We can produce all these food items in good quality in Nigeria if we were serious about it as a nation. And if we expended the current $29 billion (N4.6 trillion) we spend annually on importation of petroleum products into Nigeria in constructing several small to medium-size modular refineries, the type that are now commonplace all over the world, Nigeria would, by now, have become a net exporter of petroleum products like every other major oil producer in the world with which we started together. These are not fantasies. They already work in other countries with better leadership than ours.
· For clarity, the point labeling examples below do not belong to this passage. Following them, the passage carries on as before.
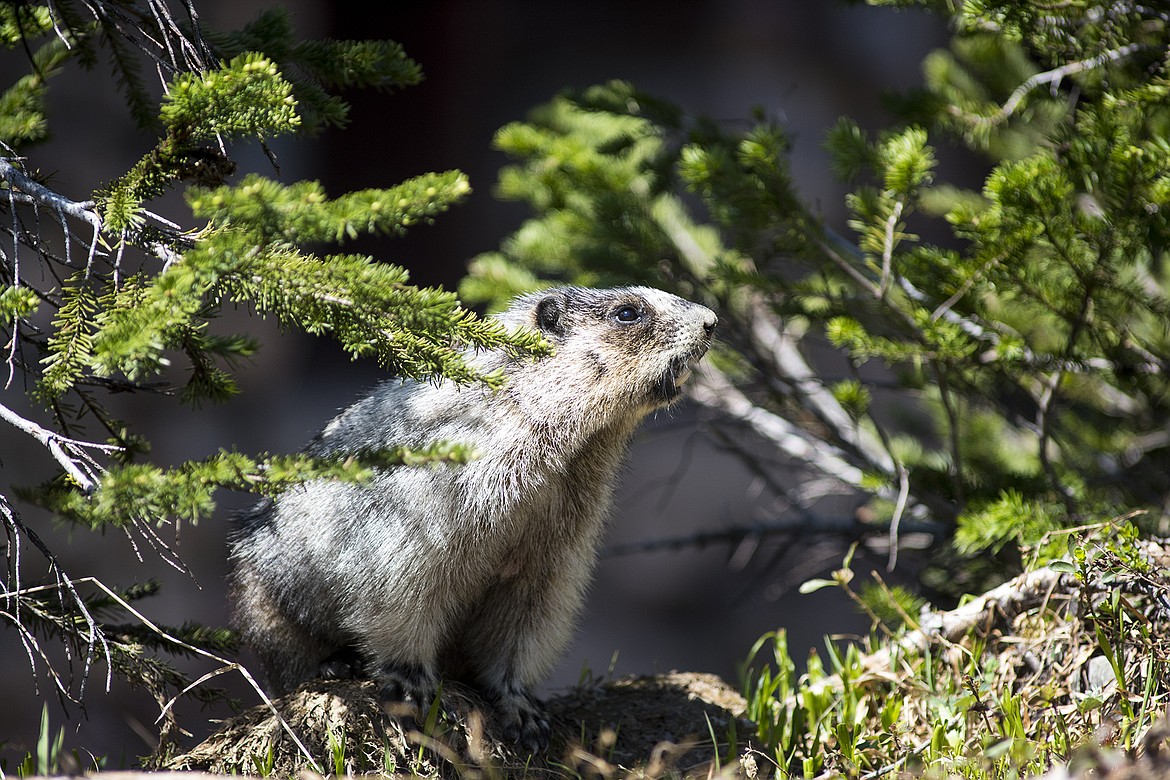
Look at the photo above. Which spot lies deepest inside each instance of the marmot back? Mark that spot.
(475, 571)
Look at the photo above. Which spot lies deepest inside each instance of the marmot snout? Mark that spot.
(476, 571)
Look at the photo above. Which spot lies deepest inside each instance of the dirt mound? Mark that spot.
(682, 722)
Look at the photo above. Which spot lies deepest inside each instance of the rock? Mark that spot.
(654, 723)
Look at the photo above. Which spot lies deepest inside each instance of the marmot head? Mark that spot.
(620, 351)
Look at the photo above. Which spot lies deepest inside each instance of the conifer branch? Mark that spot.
(68, 453)
(1053, 77)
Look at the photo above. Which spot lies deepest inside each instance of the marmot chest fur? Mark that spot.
(476, 571)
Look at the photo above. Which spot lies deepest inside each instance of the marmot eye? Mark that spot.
(627, 315)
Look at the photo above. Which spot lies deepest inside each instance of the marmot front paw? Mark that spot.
(406, 691)
(524, 722)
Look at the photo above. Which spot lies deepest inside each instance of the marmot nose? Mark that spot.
(709, 323)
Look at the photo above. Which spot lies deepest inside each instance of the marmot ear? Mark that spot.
(550, 315)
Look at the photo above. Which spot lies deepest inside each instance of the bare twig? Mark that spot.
(887, 247)
(69, 453)
(713, 390)
(1054, 77)
(82, 211)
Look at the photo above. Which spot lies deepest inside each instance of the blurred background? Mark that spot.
(695, 607)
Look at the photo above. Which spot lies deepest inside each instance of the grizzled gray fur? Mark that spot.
(477, 571)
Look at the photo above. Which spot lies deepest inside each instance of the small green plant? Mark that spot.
(1000, 696)
(263, 764)
(337, 753)
(46, 760)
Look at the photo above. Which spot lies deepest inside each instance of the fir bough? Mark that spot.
(1024, 358)
(125, 302)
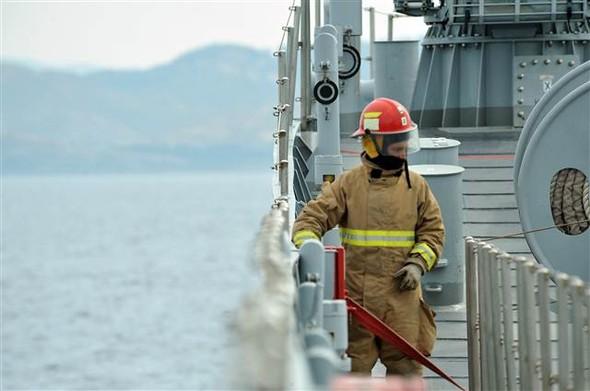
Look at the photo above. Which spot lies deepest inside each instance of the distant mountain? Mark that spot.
(211, 108)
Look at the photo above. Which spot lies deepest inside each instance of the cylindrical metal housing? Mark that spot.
(436, 150)
(444, 284)
(396, 67)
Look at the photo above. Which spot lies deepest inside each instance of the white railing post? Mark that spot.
(472, 312)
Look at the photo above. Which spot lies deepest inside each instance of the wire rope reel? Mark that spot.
(350, 63)
(571, 80)
(551, 185)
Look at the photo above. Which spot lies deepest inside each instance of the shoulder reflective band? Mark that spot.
(426, 253)
(374, 238)
(302, 236)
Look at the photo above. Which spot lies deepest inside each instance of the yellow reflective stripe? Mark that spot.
(426, 253)
(377, 238)
(302, 236)
(377, 243)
Every other oil-producing country has envisaged the emerging global energy order and has been frantically diversifying its economy as a result. Brazil, the home of Petrobras, one of the world's largest multinational oil companies, is also a major oil producer. It currently produces about 2.3 million barrels daily but it has diversified aggressively into agriculture. Every year, Brazil earns a cool $300 billion from agriculture. Nigeria, which produces slightly more oil than Brazil daily, now earns about $100 billion from oil annually and virtually nothing from agriculture.
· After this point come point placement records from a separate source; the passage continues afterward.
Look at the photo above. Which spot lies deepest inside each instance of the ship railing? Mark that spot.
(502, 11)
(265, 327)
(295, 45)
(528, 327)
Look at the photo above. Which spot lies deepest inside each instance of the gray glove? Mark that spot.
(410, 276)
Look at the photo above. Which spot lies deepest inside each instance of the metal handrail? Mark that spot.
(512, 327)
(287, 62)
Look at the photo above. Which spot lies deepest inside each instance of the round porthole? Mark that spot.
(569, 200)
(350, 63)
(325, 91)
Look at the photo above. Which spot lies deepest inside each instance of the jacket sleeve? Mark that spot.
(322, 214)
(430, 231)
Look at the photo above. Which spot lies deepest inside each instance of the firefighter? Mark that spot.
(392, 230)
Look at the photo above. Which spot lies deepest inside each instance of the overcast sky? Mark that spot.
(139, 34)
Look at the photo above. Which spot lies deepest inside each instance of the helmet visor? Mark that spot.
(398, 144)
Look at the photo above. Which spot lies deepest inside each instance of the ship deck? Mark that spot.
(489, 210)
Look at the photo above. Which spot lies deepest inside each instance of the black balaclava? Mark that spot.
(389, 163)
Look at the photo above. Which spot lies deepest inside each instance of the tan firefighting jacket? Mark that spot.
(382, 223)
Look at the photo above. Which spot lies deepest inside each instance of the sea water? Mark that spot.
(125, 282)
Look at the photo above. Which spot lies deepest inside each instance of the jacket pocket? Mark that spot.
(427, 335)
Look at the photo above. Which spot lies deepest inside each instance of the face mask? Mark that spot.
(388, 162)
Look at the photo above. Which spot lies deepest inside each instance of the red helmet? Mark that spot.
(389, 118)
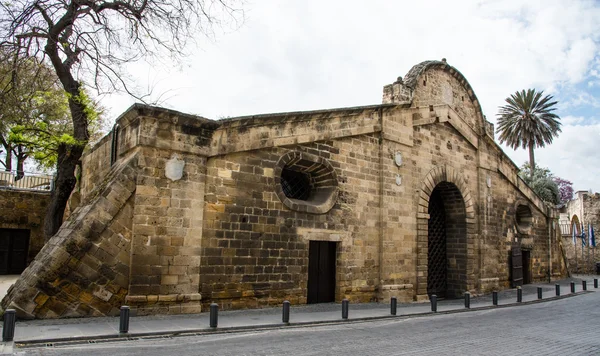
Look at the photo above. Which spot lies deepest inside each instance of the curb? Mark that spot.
(51, 342)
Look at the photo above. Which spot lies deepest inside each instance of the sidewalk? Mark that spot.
(79, 330)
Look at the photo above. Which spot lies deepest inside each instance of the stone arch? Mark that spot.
(448, 178)
(414, 74)
(575, 222)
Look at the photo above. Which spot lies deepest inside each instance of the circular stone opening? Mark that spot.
(295, 185)
(306, 183)
(524, 219)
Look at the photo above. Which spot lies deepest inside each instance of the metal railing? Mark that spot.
(565, 229)
(13, 180)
Well, the hard truth is that by 2015 when the United States would have stopped importing oil from Nigeria altogether, 14 other African countries would have joined the ranks of oil producers to complicate the glut. If our leaders do not start giving a damn immediately, many governors may soon not be able to run their government houses. I know this flagrant fact may still not move our leaders to action.

EARSHOT

American Drones For Niger, Burkina Faso

There has been an agreement between the governments of Niger Republic and the United States for the Americans to set up a base for drones in their country. Burkina Faso already has a similar agreement with the United States. The drones are expected to keep an eye on, and target, terrorists and Tuareg rebels that now litter countries like Mali, Niger, Chad, Algeria, Libya and of course, Nigeria. The drones may be successful in targeting high-profile terrorists but, as the experience in Afghanistan and Pakistan has shown, drones do not eliminate terrorists altogether.

But there's even a bigger concern and danger. These drones are notoriously imprecise in spite of what the Americans say of them; and if the lessons of drone activities in Afghanistan and Pakistan are a lead, then, the civilian casualties to be expected could make the collateral damage currently being experienced in Borno and Yobe states a child's play.

I hope the leaders of Mali, Niger, Chad, Burkina Faso and Nigeria - where the spying glasses of these drones will be concentrated - have given a thought to this very serious issue.